DISCOVER co-occurrence and mutual exclusivity analysis for cancer genomics data
Apache License 2.0
27 stars 6 forks source link

Generating mutation matrix #7

Closed lramsa1 closed 6 years ago

lramsa1 commented 6 years ago

This is not so much as issue as a request. I've been trying to understand your tool using the R introduction page (http://ccb.nki.nl/software/discover/doc/r/discover-intro.html), and it's not totally clear to me how you generated the BRCA.mut matrix. I assume 1 denotes a mutated gene for each tumor, but how did you define mutated or not? (For example would a gene with a synonymous mutation be labeled as mutated?) Are there any mutation matrices available for other TCGA cancer types? Thanks

scanisius commented 6 years ago

Indeed, in the BRCA.mut matrix 1 means mutated and 0 means wildtype. For this example matrix, we did not perform any particular filtering, so a synonymous mutation would also be considered mutated. Of course, for many real analyses it may be useful to do some filtering upfront. We consider this outside of the scope of the DISCOVER package, but once filtered you can use any mutation matrix with our test.

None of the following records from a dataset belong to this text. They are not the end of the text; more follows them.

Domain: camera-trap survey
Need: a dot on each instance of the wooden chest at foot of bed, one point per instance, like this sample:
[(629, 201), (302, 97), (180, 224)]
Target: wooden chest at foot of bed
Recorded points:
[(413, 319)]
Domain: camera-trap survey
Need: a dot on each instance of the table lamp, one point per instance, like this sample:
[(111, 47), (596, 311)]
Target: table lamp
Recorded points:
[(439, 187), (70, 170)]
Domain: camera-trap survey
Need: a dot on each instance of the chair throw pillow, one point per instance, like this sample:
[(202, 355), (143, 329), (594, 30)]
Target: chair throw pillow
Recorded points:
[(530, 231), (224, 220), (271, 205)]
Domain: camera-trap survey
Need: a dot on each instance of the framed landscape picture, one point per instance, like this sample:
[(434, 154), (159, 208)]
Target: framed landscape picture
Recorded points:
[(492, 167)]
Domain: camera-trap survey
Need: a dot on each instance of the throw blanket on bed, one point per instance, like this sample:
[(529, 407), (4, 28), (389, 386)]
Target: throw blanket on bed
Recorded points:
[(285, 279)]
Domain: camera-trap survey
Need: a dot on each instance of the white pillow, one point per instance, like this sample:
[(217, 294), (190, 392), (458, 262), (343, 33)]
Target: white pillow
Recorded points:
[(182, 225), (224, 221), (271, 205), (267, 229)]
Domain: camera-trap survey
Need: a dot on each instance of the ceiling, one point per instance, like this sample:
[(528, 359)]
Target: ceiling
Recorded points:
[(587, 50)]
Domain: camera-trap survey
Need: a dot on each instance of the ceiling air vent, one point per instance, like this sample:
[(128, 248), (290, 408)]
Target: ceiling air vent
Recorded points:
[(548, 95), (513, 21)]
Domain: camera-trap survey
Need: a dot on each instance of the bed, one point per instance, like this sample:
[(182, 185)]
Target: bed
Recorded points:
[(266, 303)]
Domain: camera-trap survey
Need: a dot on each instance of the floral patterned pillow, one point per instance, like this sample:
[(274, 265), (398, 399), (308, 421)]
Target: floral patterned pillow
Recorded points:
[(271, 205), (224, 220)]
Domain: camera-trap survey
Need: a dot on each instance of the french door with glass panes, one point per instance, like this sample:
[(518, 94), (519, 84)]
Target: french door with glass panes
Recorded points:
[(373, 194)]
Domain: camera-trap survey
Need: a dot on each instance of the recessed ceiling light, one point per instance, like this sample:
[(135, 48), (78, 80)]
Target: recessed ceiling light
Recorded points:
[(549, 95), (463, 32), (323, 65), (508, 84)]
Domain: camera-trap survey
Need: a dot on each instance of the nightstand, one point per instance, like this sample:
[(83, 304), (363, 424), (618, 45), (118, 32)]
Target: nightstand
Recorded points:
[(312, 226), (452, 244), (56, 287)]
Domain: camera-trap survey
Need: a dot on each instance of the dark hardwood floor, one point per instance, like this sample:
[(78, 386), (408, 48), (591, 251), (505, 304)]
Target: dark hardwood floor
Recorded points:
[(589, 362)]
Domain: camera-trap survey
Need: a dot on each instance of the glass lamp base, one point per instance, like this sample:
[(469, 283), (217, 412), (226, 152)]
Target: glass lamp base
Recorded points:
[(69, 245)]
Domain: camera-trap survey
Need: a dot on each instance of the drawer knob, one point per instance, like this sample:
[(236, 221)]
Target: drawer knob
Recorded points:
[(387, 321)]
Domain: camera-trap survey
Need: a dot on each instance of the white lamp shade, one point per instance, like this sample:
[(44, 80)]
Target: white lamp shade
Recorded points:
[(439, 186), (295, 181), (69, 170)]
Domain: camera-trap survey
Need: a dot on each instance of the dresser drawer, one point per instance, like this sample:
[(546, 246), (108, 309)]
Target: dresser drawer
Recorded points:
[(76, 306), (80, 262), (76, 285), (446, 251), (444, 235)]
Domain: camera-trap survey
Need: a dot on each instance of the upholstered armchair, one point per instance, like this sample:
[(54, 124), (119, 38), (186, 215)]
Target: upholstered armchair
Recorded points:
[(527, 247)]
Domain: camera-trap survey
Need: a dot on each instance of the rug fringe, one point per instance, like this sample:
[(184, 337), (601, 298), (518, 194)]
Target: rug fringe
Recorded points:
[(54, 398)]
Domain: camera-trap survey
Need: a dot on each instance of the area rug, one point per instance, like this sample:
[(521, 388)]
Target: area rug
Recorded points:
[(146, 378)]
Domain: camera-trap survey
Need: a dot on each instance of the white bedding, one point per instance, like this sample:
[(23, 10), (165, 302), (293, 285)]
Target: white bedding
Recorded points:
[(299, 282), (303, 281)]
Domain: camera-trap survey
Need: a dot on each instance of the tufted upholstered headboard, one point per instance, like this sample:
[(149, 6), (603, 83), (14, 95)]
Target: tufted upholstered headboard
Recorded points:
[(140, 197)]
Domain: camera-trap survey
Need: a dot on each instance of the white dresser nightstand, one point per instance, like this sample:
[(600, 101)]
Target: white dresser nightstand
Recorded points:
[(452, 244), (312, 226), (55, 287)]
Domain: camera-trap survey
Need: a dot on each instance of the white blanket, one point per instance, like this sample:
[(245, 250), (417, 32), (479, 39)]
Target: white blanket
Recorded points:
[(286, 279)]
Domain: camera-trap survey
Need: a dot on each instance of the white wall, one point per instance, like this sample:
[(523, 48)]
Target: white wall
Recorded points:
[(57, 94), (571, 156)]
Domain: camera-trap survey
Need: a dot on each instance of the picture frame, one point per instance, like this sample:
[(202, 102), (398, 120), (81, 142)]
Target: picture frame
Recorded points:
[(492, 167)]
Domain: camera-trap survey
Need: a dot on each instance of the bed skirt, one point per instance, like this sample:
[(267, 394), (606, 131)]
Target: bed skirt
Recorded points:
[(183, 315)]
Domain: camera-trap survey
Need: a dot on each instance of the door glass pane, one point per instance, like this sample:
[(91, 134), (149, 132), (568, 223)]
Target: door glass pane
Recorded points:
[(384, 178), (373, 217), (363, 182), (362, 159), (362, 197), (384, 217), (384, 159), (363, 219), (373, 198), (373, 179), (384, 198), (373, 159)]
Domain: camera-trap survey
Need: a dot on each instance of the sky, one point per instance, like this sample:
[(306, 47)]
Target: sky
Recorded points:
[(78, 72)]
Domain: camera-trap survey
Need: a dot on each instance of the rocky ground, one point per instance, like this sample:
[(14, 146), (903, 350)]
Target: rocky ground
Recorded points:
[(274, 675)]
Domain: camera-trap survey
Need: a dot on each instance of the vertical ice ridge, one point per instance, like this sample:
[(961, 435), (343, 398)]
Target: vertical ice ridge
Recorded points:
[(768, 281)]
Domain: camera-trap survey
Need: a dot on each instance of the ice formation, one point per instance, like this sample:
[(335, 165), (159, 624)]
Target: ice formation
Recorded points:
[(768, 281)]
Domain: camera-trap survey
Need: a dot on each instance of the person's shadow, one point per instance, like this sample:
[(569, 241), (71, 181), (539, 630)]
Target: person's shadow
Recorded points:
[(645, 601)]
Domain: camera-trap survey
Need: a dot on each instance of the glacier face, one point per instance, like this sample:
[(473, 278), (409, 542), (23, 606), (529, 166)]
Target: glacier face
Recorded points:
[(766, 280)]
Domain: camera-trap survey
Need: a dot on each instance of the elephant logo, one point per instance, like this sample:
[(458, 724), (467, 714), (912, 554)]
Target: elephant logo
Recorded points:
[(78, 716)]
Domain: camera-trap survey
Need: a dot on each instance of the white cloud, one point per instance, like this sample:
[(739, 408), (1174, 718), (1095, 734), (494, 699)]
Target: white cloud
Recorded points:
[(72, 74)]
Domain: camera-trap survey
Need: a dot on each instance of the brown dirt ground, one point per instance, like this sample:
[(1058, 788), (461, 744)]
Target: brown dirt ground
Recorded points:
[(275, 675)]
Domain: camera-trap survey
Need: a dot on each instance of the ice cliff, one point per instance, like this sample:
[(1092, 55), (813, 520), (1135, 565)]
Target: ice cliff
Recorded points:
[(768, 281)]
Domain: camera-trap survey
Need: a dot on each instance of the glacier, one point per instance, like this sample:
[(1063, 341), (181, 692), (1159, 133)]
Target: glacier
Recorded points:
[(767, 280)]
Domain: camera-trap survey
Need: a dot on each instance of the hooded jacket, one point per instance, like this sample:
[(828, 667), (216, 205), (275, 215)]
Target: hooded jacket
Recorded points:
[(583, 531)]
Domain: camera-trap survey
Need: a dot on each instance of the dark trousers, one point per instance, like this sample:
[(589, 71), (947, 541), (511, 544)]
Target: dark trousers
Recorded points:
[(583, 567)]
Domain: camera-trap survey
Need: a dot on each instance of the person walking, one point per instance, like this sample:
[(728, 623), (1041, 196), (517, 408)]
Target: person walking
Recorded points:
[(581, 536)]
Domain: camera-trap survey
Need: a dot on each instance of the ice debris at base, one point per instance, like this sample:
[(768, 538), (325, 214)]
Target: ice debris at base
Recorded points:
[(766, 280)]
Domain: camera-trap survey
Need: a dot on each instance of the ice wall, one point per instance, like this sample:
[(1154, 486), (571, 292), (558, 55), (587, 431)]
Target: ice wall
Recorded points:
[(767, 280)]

The best places to look for TCGA mutation data are FireBrowse or GDC. From there, you can download mutations in MAF format, which you could turn into a mutation matrix as follows.

maf <- read.delim("filename.maf", as.is=TRUE)
maf <- maf[maf$Variant_Classification != "Silent", ]   # This is where you might filter mutations
mut <- pmin(table(maf$Hugo_Symbol, maf$Tumor_Sample_Barcode), 1)
scanisius commented 6 years ago

This issue has been inactive for a few months, so I am closing it.